I found some image sets of vehicles that have been used for similar purposes (training computer vision algorithms) and used these to create my own XML files. It has been almost a week and some of them have finished, so I tried using them but the results were terrible. The classifiers I found online worked decently, at least it appears they are trying to detect vehicles and work fast enough for real-time application (maybe 5-10 FPS or so).

Whereas mine can take several minutes to analyze a frame using detectMultiScale() using the same parameters, and if I pass different parameters (e.g. increase min size, decrease max size, increase scaling factor) it will work faster (maybe 1 FPS) but detects absolutely nothing of note, never detects any vehicle and randomly detects some spots of asphalt as a vehicle.

Where did I go wrong in generating my files? I have limited time to complete this task and these classifiers can take a whole week to train so I have very few attempts remaining.

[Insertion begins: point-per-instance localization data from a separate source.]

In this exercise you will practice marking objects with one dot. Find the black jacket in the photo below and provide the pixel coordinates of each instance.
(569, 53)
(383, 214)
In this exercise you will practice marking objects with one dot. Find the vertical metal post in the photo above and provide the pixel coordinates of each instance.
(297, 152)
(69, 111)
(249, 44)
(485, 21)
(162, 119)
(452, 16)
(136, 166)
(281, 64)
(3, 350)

For reference, my methodology is (following this tutorial):

-Take all positive and negative images; if no negative images supplied, take negative images from another data set, at least as many negatives as positives

-Generate as many samples as the number of positives

-Use same parameters as suggested, except image size (set to the size of images in a given data set), and nstages (set to 10 because 20 takes far too long)

-For the npos parameter, I use 1/10th the number of samples, using the full number of samples resulted in "assertion failed" after a few hours, apparently the number of samples cannot be the same as the npos according to this so I gave myself a safety margin.

TL;DR Haar classifier I trained myself performs much worse than one found online (in terms of time and accuracy), need advice on how to improve it and not waste another week training it.